Band of the Day



Dark, enchanting noise pop from a Brooklyn trio obsessed with The Smiths
17, is my whole world. In my room, The Smiths and girls.
lyrics from Prom

Not many bands can boast having met on one of the grandfather’s of social networking sites, Friendster. However, Travis Johnson (vocals/guitar) and Emily Ambruso (vocals/bass), two of the Brooklyn rock trio--Grooms, met on the once thriving social juggernaut. Jim Sykes (drums) completed the trio in 2009 after former member Gabriel Wurzel left the group, when they were still known as Muggabears. Grooms’ debut album, Rejoicer, was released in 2009 and focused lyrically on Johnson’s religious-fixated obsessive-compulsive disorder. In July 2011 the band released Prom, which on their label’s website, is said to be about freedom. While, Prom is meant to be catchier it still maintains the band’s signature shoegaze, electronic, 90’s rock infused sound, reminiscent of the days of Sonic Youth, My Bloody Valentine, and The Jesus and Mary Chain.

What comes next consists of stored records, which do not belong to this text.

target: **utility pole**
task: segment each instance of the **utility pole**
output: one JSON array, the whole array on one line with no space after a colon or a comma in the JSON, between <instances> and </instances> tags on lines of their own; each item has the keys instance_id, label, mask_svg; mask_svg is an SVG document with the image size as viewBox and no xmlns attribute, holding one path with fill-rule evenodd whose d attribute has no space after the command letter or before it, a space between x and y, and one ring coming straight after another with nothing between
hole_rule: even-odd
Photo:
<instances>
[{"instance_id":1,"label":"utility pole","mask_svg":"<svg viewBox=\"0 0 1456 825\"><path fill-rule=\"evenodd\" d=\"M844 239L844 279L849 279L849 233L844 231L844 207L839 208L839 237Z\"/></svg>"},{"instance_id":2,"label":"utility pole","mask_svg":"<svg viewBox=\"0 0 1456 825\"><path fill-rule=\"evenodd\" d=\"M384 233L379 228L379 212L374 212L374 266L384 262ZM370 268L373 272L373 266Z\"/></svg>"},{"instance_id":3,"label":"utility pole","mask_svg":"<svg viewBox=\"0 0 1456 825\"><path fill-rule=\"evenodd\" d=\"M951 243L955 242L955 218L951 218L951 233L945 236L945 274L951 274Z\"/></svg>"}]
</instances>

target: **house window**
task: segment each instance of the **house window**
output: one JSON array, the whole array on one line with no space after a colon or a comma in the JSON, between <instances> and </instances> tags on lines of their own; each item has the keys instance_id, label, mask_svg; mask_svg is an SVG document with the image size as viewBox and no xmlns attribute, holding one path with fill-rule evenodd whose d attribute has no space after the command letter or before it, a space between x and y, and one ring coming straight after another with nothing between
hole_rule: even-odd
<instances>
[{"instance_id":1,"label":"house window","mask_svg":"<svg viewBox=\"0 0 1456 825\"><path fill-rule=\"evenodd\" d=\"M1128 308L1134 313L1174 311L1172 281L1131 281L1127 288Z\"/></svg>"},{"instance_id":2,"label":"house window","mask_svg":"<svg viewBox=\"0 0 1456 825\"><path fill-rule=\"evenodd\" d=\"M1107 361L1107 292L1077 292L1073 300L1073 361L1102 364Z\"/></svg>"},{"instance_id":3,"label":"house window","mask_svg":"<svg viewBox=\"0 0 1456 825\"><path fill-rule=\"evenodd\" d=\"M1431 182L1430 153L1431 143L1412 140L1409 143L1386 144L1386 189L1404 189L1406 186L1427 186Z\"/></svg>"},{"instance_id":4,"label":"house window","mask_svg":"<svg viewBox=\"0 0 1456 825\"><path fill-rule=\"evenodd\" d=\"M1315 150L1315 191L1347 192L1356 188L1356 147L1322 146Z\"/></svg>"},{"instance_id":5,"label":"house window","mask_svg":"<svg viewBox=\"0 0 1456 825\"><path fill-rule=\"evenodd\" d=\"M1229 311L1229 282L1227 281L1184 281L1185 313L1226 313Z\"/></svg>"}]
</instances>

With every new decade comes a nostalgic remembering of the past. For years now, bands have been mining the sounds of the '80s and '90s—synthpop, shoegaze, grunge, you name it—but it's almost to the point where memories of the aughts will be borrowed in the same vein. Brooklyn noise-pop trio Grooms know a little bit about recent nostalgia; singer/guitarist Travis Johnson met bassist/vocalist Emily Ambruso on the long gone social network Friendster. The band's sound, however, is a straight mix of the best parts of the past 30 years of alternative rock: bursts of noisy, detuned fuzz from peak era Sonic Youth; the headstrong rush of My Bloody Valentine; the snaky woven guitar tapestry of Polvo. The band’s most recent album is even titled Prom—a direct nod to high school, yes, but also an apt description of what to expect. Prom is formal and sincere, yet there’s something awkward and maybe even a little dramatic at how well Grooms reminds the listener of their favorite bands. The record opens on a dark note: “Tiger Trees” is full of skittering electronic percussion and a foreboding cloud of distortion as Johnson sings “I want you to believe my name.” Both “Prom” and “Imagining the Bodies” ride some heavy low-end stomp before blooming into intricate guitar workouts. Johnson isn’t afraid to hide his inspirations, namechecking The Smiths on “Prom” and taking to the band’s blog to pour over favorite lyrics by Morrissey, Guided By Voices, and Smog. He’s also not afraid to save some of Grooms’ best material for the end; “Sharing” features Ambruso on lead vocals and is both the records shortest and catchiest track, and closer “3D Voices” might as well be the groups thesis statement, with one of the better guitar breakdowns this side of Daydream Nation. The song is almost two-faced in its blunt directness (just try not to break something jumping around to the frantic last minute) and the obscure obliqueness of the lyrics. Grooms are a band that is both modern and vintage—ideal for people who grew up on Friendster and those too old or too young to get the reference.